Page MenuHomePhabricator

Create logstash dashboard(s) for Lift Wing
Closed, ResolvedPublic

Description

The kubernetes container logs are shipped automatically by logstash, for example:

https://logstash.wikimedia.org/app/discover#/doc/logstash-*/logstash-k8s-1-7.0.0-1-2022.09.06?id=Jz3fEoMBzGlbejpUpSv1

We can filter for kubernetes.container_name: kserve-container but we are not logging much at the moment related to the HTTP request:

[I 220906 12:56:28 web:2243] 200 POST /v1/models/enwiki-articlequality:predict (127.0.0.1) 155.53ms

We should review logging and use a new/better/more-informative format in Kserve. We should also figure out if we need more dashboards, for example for knative/istio/etc..

Related Objects

StatusSubtypeAssignedTask
ResolvedNone
Resolvedelukey

Event Timeline

Secondary goal - based on https://kserve.github.io/website/developer/debug/#debug-kserve-request-flow we should be able to inspect logs at various levels, when in need (like a bug or unexpected behavior reported).

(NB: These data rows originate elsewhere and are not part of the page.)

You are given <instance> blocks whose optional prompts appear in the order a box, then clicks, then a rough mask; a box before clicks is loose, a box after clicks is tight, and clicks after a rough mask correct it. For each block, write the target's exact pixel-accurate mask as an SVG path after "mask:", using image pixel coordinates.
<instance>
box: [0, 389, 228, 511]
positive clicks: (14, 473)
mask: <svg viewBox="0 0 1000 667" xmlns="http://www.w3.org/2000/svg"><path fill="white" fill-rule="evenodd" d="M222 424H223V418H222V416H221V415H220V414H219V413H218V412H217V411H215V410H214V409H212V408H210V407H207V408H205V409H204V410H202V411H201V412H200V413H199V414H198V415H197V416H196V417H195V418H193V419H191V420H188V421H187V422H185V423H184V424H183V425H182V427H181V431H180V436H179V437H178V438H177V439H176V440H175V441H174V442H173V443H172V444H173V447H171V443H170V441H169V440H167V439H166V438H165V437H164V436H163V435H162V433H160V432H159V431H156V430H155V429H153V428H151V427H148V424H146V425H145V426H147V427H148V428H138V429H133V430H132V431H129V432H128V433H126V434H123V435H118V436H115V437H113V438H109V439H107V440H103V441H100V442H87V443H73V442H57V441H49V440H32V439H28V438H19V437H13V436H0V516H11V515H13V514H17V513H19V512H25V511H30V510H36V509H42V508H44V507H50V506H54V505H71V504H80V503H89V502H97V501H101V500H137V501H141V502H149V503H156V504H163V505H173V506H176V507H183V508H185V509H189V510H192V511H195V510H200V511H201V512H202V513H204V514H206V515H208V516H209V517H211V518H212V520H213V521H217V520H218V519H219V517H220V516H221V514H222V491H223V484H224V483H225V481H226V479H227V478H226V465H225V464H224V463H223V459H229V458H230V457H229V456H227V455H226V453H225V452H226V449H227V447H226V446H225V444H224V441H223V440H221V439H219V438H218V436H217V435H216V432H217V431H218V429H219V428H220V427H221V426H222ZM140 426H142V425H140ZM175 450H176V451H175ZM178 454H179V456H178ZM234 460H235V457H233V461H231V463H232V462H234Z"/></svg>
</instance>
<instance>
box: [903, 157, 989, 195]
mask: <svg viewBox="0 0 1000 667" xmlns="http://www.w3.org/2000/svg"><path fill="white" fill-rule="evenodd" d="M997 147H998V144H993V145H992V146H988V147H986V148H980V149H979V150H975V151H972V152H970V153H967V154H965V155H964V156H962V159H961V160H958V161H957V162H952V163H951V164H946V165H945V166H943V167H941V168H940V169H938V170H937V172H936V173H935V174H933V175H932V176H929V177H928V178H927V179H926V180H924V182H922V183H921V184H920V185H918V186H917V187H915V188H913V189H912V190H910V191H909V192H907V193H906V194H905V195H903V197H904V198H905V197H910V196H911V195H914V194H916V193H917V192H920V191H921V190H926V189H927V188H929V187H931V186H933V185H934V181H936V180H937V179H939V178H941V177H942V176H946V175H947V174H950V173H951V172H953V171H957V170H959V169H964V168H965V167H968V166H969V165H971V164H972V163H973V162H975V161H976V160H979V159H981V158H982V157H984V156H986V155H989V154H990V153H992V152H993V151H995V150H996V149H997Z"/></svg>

Very nice commit: https://github.com/kserve/kserve/commit/ff7014b0c1a79672978d5b0a23af6c5ae1158b3b

It adds prometheus metrics related to latency of various steps, like preprocess/process/etc..

Changing the log format of tornado seems a little hard, since we should probably create an ad-hoc handler in kserve etc..

I think that an Istio Gateway dashboard is enough, see https://logstash.wikimedia.org/app/dashboards#/view/138271f0-40ce-11ed-bb3e-0bc9ce387d88 (shared with Service Ops).

Created https://logstash.wikimedia.org/app/dashboards#/view/fa21f5e0-42ef-11ed-ae81-bb78ac0690d3 for KServe access logs. It is easy to select/filter a cluster and a single Inference Service. We can improve/add widgets as we go, but for the moment it seems sufficient.

Created also https://logstash.wikimedia.org/app/dashboards#/view/fedf64a0-42f4-11ed-ae81-bb78ac0690d3 for Knative Serving. Again very basic but it should do it for now, we can always add more widgets in the future.

elukey claimed this task.